Being an intensivist is an enormous privilege, and a great responsibility lies on your shoulders—often we meet patients who are very unwell, sometimes on the verge of dying; patients repose their utmost confidence in you in these moments of fragility. The job demands an ability to think clearly, and yet to think beyond the picture: is the intervention/mode of treatment going to benefit the patient? Is it going to restore not only life, but also a life with quality? This constant dance with death, physical and mental function, anticipated outcomes and other uncertainties makes this a fascinating profession. Not only do you get a window into the core of your patient’s being, you get a glimpse into your own soul as well.
This job necessitates a meeting of many worlds, ideas and opinions with the pressure of limited time and deranged physiology. Add to this the relentless focus on prioritisation. It requires a mix of knowledge, skills and experience, to which must be added a healthy scepticism aka open-mindedness (e.g., Could this phenomenon be due to a different cause? Do I need to think differently?) and humility. An eclectic process of thinking that is a combination of idealism and pragmatism, yet is underpinned by a realistic approach: Assume nothing, trust no one, give oxygen!

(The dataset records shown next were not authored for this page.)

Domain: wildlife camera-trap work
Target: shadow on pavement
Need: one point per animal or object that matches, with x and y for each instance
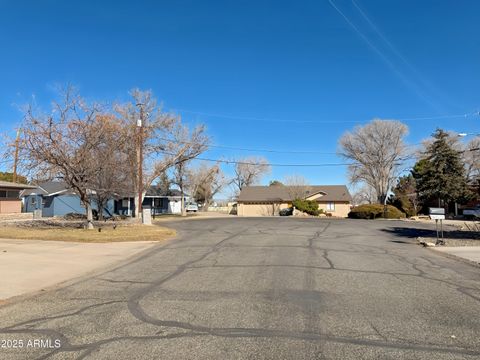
(409, 232)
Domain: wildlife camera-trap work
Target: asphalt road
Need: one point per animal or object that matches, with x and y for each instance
(263, 288)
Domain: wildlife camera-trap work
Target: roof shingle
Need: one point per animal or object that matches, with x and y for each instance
(278, 193)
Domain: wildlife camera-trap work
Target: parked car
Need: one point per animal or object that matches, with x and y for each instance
(286, 212)
(193, 207)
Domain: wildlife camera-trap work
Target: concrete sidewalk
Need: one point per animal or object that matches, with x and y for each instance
(470, 253)
(31, 265)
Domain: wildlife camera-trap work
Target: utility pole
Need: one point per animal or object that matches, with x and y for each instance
(15, 159)
(141, 130)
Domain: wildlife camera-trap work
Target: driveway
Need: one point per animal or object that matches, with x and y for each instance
(33, 265)
(261, 288)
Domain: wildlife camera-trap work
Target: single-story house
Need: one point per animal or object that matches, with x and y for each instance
(54, 198)
(269, 200)
(157, 200)
(10, 202)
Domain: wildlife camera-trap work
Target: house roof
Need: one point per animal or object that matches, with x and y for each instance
(284, 193)
(16, 186)
(48, 188)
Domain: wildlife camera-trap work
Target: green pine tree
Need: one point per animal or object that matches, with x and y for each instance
(440, 174)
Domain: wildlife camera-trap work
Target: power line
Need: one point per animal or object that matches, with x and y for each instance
(256, 150)
(234, 162)
(296, 121)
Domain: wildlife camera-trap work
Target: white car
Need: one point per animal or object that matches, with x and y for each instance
(191, 207)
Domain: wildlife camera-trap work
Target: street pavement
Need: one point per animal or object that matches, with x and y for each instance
(470, 253)
(260, 288)
(32, 265)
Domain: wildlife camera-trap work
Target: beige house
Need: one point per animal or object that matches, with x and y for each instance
(269, 200)
(10, 202)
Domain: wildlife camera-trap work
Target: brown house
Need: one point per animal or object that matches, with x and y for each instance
(269, 200)
(10, 202)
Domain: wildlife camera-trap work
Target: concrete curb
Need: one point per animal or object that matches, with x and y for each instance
(455, 257)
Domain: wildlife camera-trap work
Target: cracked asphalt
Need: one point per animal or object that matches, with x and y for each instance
(260, 288)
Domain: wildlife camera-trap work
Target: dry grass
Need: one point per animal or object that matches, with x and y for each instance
(107, 234)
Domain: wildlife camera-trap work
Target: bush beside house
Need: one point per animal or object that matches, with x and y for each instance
(375, 211)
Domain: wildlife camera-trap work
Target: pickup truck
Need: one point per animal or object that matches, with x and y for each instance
(472, 213)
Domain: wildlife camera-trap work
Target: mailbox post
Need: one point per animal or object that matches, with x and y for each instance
(438, 214)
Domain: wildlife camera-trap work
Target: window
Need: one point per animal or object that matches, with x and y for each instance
(330, 206)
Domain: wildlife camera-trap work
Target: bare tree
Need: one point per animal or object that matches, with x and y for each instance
(110, 181)
(205, 182)
(377, 152)
(297, 186)
(249, 171)
(65, 143)
(180, 179)
(166, 141)
(471, 157)
(365, 194)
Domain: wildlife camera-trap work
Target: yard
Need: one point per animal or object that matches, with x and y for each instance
(106, 233)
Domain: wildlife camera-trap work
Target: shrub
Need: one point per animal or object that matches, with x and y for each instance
(373, 211)
(307, 206)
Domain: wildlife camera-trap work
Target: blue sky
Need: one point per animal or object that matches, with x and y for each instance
(320, 66)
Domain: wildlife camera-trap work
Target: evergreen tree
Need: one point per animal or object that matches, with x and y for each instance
(440, 174)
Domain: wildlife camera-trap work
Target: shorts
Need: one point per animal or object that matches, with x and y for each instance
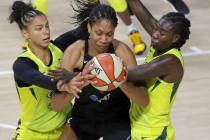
(112, 130)
(160, 133)
(118, 5)
(27, 134)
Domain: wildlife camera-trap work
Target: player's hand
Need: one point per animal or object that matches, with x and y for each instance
(87, 73)
(74, 86)
(62, 74)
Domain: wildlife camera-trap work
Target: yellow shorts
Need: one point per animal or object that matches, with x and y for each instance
(118, 5)
(27, 134)
(162, 133)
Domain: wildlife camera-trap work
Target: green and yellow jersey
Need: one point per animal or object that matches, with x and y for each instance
(153, 120)
(36, 113)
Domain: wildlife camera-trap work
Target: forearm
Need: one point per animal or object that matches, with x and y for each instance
(136, 94)
(61, 100)
(26, 73)
(143, 15)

Therefore, what exactly is Intensive care about? Intensive care is about saving lives and should also be about saving quality of life—they must necessarily be mentioned in the same breath. What we do must be beneficial to the patient—in other words, it is wise to question interventions that are offered or performed in the absence of a clear benefit to the patient, and also to society.
It is, most importantly, making the patients feel they are being treated as human beings at all stages of their illness, including during the dying process.
Although heavily reliant on technology to enable speedy diagnosis and for effective management, the basis of Intensive care is simple: maintain saturation levels and perfusion, deal with the primary pathology and allow time for response. Simplistic yet true! Of course, there always must be a Plan B. Remember, it is more than just a ‘numbers’ game’—we are dealing with human lives. As has been said in the past, the secret of the care of the patient is in caring for the patient (Peabody 1984). Never forget this-it is all about the patient! Make it a personal thing. Amen.